Each struct corresponds to one section on-disk. When a block device is first initialized as a tracked device, has_data and usage are both to set to 0, and mappings is initialized to null. When a section becomes in-use, has_data is set to 1, usage is incremented, and mappings points to the data itself, which is stored in memory until it needs to be flushed to disk. For the purpose of storing mappings data, the module allocates an amount of memory per tracked block device. When a block device's in-memory mappings buffer fills, the buffer is flushed to disk and the cow_section structs are updated accordingly. An important note is that every time the mappings buffer is flushed, all usage fields are set to 0.
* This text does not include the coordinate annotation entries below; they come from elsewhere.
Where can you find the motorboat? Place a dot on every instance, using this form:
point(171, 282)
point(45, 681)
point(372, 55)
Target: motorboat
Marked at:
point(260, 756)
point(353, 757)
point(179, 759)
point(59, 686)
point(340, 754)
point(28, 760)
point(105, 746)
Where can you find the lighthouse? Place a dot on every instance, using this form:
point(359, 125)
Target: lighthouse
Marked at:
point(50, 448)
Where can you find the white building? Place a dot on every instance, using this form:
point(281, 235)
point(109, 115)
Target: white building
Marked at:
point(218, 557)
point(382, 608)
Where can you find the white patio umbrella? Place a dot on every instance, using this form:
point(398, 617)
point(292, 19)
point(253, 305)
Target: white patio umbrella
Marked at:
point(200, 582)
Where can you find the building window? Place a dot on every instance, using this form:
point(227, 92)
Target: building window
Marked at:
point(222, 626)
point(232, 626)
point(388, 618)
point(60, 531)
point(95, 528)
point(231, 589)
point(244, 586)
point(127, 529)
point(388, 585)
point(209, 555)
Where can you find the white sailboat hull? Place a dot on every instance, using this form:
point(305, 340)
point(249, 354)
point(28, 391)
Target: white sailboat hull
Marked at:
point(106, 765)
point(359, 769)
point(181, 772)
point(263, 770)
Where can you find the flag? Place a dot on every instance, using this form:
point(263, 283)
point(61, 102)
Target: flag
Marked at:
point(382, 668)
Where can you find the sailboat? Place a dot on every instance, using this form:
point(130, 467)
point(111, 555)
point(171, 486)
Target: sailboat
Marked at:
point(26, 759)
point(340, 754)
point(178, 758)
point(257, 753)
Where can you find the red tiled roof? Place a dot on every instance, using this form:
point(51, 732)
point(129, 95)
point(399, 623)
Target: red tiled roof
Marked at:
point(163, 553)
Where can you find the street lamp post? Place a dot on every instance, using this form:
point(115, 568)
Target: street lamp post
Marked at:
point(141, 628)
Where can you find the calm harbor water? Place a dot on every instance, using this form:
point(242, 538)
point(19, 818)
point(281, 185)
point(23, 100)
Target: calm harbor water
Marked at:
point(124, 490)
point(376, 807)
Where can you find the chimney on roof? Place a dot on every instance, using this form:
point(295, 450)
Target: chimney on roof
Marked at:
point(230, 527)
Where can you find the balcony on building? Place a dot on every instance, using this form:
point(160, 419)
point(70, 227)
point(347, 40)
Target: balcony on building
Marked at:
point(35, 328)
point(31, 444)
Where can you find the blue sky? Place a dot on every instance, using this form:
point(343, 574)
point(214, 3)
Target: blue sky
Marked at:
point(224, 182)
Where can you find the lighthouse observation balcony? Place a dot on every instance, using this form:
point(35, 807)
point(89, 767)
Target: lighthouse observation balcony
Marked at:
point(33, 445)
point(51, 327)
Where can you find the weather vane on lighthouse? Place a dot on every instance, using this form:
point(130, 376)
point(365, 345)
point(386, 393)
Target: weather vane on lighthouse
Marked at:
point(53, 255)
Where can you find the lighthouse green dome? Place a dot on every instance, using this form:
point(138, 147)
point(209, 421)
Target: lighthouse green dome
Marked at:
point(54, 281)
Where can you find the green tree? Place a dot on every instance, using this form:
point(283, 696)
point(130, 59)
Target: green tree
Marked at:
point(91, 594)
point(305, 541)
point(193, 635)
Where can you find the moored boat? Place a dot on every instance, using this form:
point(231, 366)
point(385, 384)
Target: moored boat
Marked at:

Reloading Data During Boot

When the system is coming up during a reboot or power-on event, the elastio-snap module takes control of the block devices during early boot, in the initramfs stage. The reload process is much the same as the initialization process, with the key difference that the metadata is reloaded from the header instead of being generated. In addition, every section's has_data flag is set for all sections, indicating that the driver should assume all sections have data synced to disk without holes. This requires that elastio-snap is loaded into the kernel in the initramfs, before the volumes are mounted.

Flushing Data to Disk

When the in-memory cache fills up, the driver uses the usage field of each cow_section struct to calculate which sections have been used the least. Then, operating on the assumption that the least-used sections are not necessarily needed in memory, the driver flushes the lesser-used half of sections to disk. After this operation, the cache is half-full, and contains only the more-used sections. The usage fields are then all reset. Note that even if a cow_section's buffer has been flushed to disk, its has_data remains set.